First, Duke Energy tried to charge ratepayers for a nuclear power plant it kept insisting would be worth the exorbitant half-billion price tag, but was never even built. When citizens and some prominent politicians balked at this ridiculousness, state regulators ordered Duke to refund $54 million of the money back to consumers.
Now, despite pledging to meet state goals for increased energy conservation and efficiency, Duke Energy, Florida Power and Light (FPL), Tampa Electric Company and Gulf Power are seeking permission from the state’s Public Service Commission to gut their conservation goals by more than 90 percent. As citizens and customers, we simply should not stand for this nonsense.
America lags behind other countries, and Florida lags behind other states, in getting real about energy efficiency programs that are proven to cut the need to build more and more expensive power plants.
Energy efficient power sources, especially solar power, are becoming cheaper and better.

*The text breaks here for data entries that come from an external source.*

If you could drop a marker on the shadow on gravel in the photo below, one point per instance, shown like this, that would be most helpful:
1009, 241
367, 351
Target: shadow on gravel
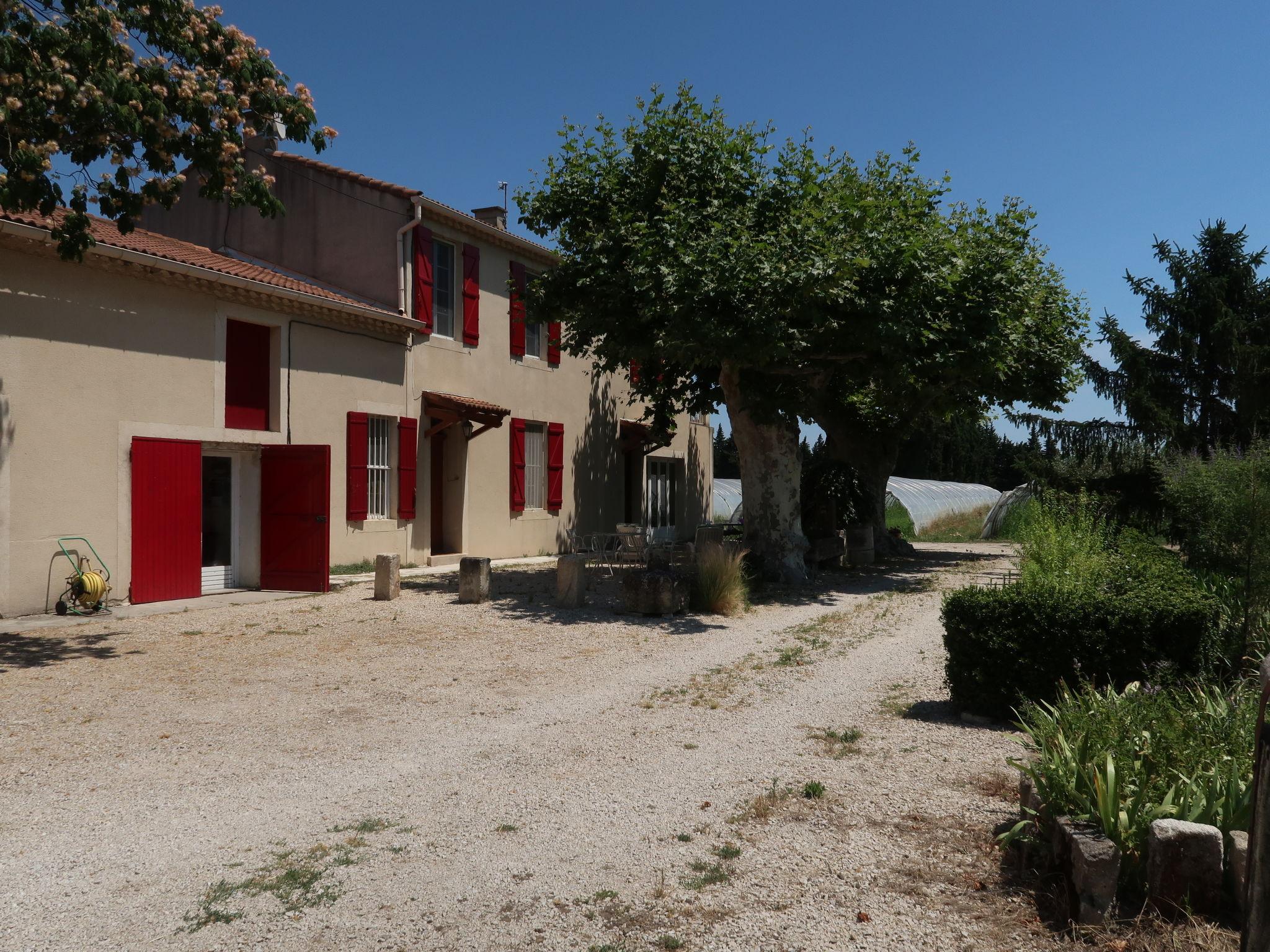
41, 650
528, 593
945, 712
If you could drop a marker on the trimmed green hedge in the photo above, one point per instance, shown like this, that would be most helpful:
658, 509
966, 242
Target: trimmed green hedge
1021, 641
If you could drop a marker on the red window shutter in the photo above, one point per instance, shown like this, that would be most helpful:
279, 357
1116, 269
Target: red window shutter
553, 342
356, 457
167, 519
471, 295
247, 376
424, 277
516, 309
408, 448
517, 432
556, 465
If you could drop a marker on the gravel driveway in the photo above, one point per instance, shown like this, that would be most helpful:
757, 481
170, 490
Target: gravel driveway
339, 774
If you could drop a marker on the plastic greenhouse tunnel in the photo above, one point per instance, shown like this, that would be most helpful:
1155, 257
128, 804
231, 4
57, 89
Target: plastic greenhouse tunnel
930, 500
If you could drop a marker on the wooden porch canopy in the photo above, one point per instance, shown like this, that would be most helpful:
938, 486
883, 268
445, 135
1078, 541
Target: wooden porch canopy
448, 409
636, 437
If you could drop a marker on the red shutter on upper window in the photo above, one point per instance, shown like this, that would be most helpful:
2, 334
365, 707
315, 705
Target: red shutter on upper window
516, 309
556, 465
408, 448
517, 432
553, 342
424, 277
247, 376
356, 457
471, 295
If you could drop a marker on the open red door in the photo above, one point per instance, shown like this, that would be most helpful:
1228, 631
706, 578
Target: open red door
167, 519
295, 513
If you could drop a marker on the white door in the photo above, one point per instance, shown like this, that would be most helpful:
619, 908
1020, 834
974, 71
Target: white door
662, 498
220, 521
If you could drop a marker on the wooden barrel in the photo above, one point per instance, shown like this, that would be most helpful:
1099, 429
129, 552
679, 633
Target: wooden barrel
860, 550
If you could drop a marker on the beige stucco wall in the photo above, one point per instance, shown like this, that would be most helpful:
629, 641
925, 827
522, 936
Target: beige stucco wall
91, 359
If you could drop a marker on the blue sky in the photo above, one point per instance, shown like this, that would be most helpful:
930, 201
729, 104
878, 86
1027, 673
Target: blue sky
1116, 121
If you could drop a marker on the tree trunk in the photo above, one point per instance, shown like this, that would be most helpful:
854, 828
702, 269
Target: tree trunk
771, 471
873, 456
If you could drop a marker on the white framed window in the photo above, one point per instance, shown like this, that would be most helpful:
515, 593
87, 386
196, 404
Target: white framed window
534, 340
535, 466
662, 501
378, 469
442, 288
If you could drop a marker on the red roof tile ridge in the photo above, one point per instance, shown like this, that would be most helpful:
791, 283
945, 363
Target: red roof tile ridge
187, 253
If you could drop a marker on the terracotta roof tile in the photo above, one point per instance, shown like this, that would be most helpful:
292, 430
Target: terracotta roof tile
186, 253
401, 192
461, 404
378, 184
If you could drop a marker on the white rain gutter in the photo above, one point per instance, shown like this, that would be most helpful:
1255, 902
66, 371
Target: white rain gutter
125, 254
417, 201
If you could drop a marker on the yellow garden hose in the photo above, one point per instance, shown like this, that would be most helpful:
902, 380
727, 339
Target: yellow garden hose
91, 588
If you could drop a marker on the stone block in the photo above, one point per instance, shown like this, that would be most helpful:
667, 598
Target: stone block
1237, 867
388, 576
654, 592
1184, 867
1029, 801
1094, 867
473, 580
571, 580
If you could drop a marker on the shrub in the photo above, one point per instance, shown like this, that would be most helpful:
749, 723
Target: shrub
721, 587
898, 518
1020, 643
1221, 512
1089, 604
1123, 759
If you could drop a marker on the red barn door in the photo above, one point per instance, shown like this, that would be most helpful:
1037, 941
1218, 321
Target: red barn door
295, 512
167, 519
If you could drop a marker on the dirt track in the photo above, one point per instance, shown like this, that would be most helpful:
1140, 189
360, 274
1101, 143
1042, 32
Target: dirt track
425, 775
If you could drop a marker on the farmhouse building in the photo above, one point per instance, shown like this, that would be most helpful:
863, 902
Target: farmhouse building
221, 400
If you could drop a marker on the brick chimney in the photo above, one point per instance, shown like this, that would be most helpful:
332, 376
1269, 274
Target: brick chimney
493, 215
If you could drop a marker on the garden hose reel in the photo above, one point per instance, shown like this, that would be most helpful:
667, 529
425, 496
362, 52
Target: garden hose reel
88, 589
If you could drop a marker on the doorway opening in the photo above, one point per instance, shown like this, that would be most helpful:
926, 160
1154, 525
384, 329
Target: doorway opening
446, 483
220, 523
662, 499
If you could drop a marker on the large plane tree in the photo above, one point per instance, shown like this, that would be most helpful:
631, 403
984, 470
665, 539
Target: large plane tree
953, 309
703, 254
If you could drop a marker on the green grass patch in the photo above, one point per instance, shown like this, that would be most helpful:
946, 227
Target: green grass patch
706, 875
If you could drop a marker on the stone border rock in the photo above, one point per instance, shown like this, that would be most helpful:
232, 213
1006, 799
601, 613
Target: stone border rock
1186, 865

But the utilities act like it is 1950, and that we have to keep burning dirty coal and creating nuclear waste (even though there is nowhere to put the radioactive waste they’ve already generated).
This is embarrassing.
State law requires the Public Service Commission to set goals to “reduce rates of electrical consumption” in Florida, and also to increase the use of rooftop solar systems around the state. Instead, the commission just gave Duke Power the go-ahead to build another power plant—a $1.5 billion natural gas burner in Citrus County.
Duke Power will now charge ratepayers billions to build that plant, which will burn more energy, which will then make more money for Duke. This is a bad decision at a time when we could be cutting back on power generation and using energy more efficiently.
This summer, FPL abruptly yanked its rebate program that offered $1,000 back to customers who installed solar water heaters. The energy efficiency programs that the utilities actually do offer unfairly apply to high-end homeowners. The majority of low-income people, who are most in need of a break on their monthly power bills, don’t get affordable incentives to make their homes more energy efficient.
The problem is that the utilities don’t have an interest in lowering energy consumption, because building new power plants is how they make money. It’s like asking gas station owners to develop electric cars.
As citizens, we need to let Gov. Rick Scott and the Public Service Commission know that we want them to require utilities to do real efficiency measures (just like Duke Power does in other states), increase programs to help people and businesses install rooftop solar systems, and revise our energy efficiency programs so that they offer affordable options for everyone.